Скрипнула боковая дверь, и в щели показался вздёрнутый нос Виорики.
— Господин офицер, — тихо позвала она. — Можно вас попросить?
— К вашим услугам, госпожа Виорика, — так же шёпотом ответил Василе.
— Ой, да не надо прям услуги, — хмыкнула девушка. — Купите мне лучше у господина Лазареску манпасье — леденцы такие разноцветные, страсть как люблю. Я вам сейчас денег дам…
Пауза почему-то затянулась. Виорика смотрела на Василе таким нежным и наивным взглядом, что Василе поспешил заверить:
— Не надо денег, почту за честь!
— Господин офицер такой щедрый… — сразу сказала она и закрыла дверь.
Немного обескураженный, сублейтенант Замфир вышел во двор, под дождь, который не прекращался, но и не торопился превратиться в ливень. Он поднял воротник мундира и спрыгнул с крыльца на пятачок, казавшийся твёрдым. Мокрая земля блестела, как жижа в кривой дыре нужника. Дальше, между калиткой и железнодорожной насыпью, зеленела некошенная трава, до села — широкий луг, который ему предстояло пересечь дважды. Василе обречённо передёрнул плечами и зашагал напрямик, разбрызгивая грязную дождевую воду, и вдруг испытал потаённое удовольствие, будто он снова малыш Василикэ, и прыгает по лужам Херэстрэуского парка под гневные окрики гувернантки.

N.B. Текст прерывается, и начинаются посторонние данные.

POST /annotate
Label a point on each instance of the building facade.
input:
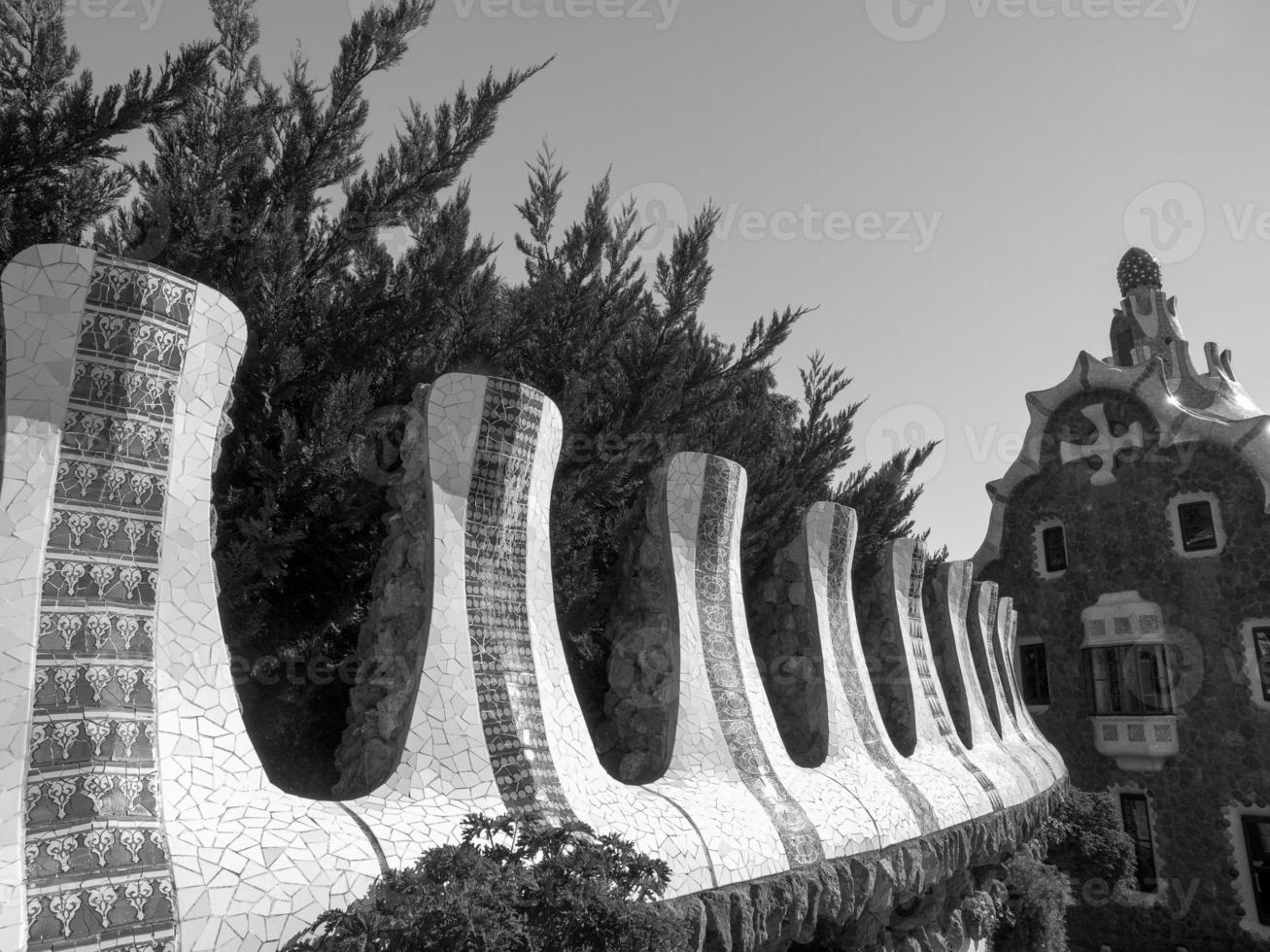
(1134, 537)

"Будете должны, дорогая Виорикуца!" — подумал он, закрывая калитку, и улыбнулся. Он шёл по полю, напрямик, трава, растоптанная подошвами сапог, пахла остро и пряно. Василе вспоминал тонкие ножки бухарестских барышень в изящных башмачках с шнурованным голенищем, но они расплывались в пелене дождя, а сквозь них проступали крепкие лодыжки в растянутых шерстяных носках. Они были куда плотнее и ближе стройных ног томно-язвительных девиц с террас кофеен Липскани.
Глава 2
В селе из трёх немощёных улиц Василе быстро нашёл лавку, пристроенную к большому дому. С одного боку её украшала надпись "Фармация", с другого — "Галантерея", а с фасада — "Бакалея". Жители Казаклии ели чаще, чем душились розовой водой и лечили подагру. Вопрос молодого офицера удивил господина Лазареску. В самой узкой, галантерейной части своего магазина он расставил стремянку и достал с самого верха литровый флакон дымчатого стекла с притёртой пробкой. Бросив осторожный взгляд на сублейтенанта, он украдкой рукавом обтёр толстый слой пыли.

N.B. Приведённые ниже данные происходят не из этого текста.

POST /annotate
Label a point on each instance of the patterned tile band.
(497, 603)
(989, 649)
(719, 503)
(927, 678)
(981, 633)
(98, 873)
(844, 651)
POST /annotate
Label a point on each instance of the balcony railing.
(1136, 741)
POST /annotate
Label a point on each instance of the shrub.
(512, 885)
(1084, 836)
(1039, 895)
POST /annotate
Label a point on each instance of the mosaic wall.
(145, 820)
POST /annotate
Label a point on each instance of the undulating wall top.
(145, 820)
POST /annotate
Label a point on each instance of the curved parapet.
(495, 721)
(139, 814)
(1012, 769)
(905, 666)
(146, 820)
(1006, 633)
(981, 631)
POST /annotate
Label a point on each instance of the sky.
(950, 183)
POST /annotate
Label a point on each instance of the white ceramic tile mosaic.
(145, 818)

— Вот, изволите видеть, господин военный, вам очень повезло — остался последний флакон. Очень дефицитный товар.
— Вижу, — с лёгким сарказмом согласился Василе. — Сколько он стоит?
— Двести леев…
Сублейтенант поправил ремень и его правая рука задумчиво задержалась у кобуры с револьвером.

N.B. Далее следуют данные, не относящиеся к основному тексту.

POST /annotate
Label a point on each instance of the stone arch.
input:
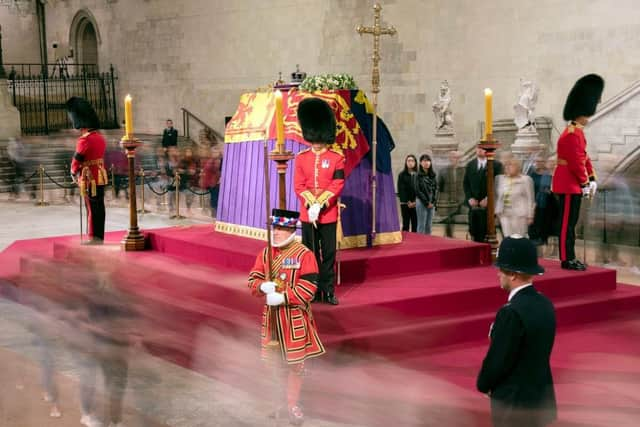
(84, 38)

— Сто восемьдесят, — вдруг вспомнил Лазареску. — Совсем забыл про переоценку… Но для господ офицеров доблестной армии Его Величества сто пятьдесят… Пять.
Господин офицер закатил глаза, то ли взывая к Господу, то ли пересчитывая в уме остатки наличности, и выложил на прилавок банкноту. Лазареску печальным взором окинул нарядную крестьянку на аверсе и совсем загрустил:
— Это дефицитный товар, больше вы нигде его не купите…
Василе с театральным вздохом достал из кармана две монетки и аккуратно положил сверху:
— Сто двадцать… И искренняя благодарность Румынской армии в этот трудный для Отечества период.
Лазареску посмотрел на офицера, на флакон жидкого мыла, который должен был в этом магазине пережить и его, и детей, и даже внуков, лестницу, пустое место в дальнем углу верхней полки и сгрёб деньги в кассу.
— Ну что ж, молодой человек, — сказал он обречённо. — Полагаю, благодарность Румынской армии стоит этих тридцати пяти леев. Может быть что-то ещё? Кёльнская вода, зубной порошок, бриллиантин? Есть даже готовая венгерская помада для усов.
— Нет, благодарю, больше ничего. Ах, да, — спохватился Василе. — У вас есть монпансье?
— Безусловно! Есть русские "Ландрин", из самого Петербурга! В красивой жестяной коробочке, которую ваша дама сердца сможет использовать как шкатулочку для безделушек.